EBA: What about the pharmaceutical industry? Does this up the pressure to reasses its pricing models? Do you think that will happen over the next two-to-three years?

James D. Schutzer

James Schutzer: The carriers are certainly sending a strong message that they're very well aware that the prescription drug issue is in the [legislators’ and clients’] crosshairs. Some of it’s through these PBMs and how they tier prescriptions or how they can with a closed formulary exclude certain drugs. I think they definitely know changes are coming. I'm sure they're going to do whatever they can to limit that change but I'd be shocked if they didn’t hear the warning bell in the past several months.

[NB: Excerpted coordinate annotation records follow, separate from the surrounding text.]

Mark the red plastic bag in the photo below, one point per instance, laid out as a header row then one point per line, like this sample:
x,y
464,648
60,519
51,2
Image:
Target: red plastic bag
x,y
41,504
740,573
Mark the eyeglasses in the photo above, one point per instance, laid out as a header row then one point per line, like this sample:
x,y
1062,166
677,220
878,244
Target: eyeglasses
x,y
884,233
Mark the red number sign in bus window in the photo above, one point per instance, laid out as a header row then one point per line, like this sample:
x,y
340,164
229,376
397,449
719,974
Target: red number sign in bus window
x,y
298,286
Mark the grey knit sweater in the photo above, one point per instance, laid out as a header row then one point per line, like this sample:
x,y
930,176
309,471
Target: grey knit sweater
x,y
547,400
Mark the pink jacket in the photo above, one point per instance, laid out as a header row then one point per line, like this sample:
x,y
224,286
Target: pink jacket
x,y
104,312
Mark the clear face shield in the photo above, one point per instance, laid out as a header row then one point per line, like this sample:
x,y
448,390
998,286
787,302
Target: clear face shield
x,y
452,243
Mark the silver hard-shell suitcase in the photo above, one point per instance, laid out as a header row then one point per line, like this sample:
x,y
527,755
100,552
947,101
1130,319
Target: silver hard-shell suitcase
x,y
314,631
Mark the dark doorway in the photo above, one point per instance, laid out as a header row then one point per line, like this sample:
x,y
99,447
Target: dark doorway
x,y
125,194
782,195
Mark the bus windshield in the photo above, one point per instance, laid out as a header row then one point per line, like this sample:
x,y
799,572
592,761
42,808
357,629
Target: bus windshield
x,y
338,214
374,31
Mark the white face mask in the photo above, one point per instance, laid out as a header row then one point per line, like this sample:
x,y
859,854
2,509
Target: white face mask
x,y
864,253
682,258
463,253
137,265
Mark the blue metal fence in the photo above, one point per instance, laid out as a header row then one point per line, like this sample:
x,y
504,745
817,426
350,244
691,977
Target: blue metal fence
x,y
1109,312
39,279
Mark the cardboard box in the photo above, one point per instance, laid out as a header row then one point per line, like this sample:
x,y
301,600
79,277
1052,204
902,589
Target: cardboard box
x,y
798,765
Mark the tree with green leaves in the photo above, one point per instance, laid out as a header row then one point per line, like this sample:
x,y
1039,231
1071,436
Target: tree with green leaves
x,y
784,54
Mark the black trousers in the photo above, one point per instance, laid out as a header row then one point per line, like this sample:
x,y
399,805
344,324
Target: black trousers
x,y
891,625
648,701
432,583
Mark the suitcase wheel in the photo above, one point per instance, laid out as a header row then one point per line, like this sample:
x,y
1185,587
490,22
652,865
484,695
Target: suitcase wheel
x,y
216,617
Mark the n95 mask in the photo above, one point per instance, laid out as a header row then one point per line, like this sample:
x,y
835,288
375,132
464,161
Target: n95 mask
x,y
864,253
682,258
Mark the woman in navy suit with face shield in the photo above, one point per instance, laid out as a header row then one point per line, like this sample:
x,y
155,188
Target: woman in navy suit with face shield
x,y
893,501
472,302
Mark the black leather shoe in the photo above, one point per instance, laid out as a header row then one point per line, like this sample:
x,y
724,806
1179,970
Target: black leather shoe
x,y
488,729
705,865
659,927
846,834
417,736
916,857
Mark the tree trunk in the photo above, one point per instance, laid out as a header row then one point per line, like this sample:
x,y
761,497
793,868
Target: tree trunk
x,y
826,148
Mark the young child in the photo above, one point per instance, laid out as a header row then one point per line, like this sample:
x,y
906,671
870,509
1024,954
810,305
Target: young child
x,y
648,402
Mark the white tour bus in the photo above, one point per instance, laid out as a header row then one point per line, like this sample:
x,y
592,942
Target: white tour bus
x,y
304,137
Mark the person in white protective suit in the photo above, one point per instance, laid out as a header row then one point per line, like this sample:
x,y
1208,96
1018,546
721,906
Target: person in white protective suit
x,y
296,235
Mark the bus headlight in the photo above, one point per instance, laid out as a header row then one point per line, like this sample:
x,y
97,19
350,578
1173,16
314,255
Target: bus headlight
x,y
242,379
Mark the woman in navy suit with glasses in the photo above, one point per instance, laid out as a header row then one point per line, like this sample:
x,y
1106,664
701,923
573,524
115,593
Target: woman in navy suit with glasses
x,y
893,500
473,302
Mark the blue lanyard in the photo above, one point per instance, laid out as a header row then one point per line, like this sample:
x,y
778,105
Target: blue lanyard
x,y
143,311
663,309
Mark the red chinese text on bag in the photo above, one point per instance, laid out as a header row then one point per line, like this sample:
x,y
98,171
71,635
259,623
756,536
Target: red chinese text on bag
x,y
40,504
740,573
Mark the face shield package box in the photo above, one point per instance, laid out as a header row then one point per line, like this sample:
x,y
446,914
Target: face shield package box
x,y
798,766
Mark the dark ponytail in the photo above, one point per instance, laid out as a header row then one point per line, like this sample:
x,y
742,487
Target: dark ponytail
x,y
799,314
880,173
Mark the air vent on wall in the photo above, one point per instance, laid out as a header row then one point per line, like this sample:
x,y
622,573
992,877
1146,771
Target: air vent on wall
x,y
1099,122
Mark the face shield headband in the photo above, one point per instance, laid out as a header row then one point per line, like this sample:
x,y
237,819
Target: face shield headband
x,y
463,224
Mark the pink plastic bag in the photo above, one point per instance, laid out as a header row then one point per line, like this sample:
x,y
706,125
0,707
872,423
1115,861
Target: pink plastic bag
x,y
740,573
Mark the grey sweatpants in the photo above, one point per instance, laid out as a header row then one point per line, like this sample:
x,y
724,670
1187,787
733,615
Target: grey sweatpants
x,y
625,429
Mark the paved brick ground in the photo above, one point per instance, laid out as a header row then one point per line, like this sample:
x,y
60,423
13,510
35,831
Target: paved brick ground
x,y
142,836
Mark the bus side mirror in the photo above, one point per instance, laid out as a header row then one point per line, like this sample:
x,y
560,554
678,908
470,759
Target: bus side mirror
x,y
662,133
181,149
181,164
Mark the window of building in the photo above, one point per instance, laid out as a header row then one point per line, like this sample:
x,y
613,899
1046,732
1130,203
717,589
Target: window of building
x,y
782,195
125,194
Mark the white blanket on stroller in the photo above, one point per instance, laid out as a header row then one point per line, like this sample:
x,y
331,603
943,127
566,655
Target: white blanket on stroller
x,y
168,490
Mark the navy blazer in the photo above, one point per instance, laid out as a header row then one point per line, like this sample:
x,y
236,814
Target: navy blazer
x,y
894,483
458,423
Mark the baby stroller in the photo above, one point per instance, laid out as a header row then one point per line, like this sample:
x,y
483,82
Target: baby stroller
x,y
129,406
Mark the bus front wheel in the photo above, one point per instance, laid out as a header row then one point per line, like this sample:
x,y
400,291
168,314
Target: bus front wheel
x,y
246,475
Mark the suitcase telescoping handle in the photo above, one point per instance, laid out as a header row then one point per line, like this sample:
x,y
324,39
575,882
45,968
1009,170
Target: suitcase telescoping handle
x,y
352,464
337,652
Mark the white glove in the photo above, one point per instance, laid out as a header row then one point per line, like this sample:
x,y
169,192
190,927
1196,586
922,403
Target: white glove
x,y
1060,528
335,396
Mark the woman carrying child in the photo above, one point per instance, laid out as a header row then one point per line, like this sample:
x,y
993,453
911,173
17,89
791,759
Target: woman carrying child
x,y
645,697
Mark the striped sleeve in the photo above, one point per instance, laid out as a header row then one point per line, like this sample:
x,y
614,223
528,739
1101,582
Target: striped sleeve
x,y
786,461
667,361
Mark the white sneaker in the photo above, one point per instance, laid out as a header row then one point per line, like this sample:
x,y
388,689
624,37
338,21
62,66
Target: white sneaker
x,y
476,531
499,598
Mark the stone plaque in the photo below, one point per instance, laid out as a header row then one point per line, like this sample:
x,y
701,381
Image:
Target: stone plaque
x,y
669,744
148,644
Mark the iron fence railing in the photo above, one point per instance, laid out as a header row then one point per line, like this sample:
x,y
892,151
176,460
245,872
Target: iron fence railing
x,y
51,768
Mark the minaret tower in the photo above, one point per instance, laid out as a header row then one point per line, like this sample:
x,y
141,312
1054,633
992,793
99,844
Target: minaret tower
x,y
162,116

Cobb: It has to change, but it won’t change on its own. Creating, maintaining, and growing shareholder value for many of these drug makers is their business and their responsibility. Layering in the PBMs as middle men between employers and manufacturers has created an intentional opaque pricing and distribution model. It’s caught the attention of the president, members of congress, the media, and so on. The pressure will continue to mount and I do believe we will see change. I’m hesitant to say two to three years, but I believe the next five years there will be a move by lawmakers to legislate the transparency problem we face today.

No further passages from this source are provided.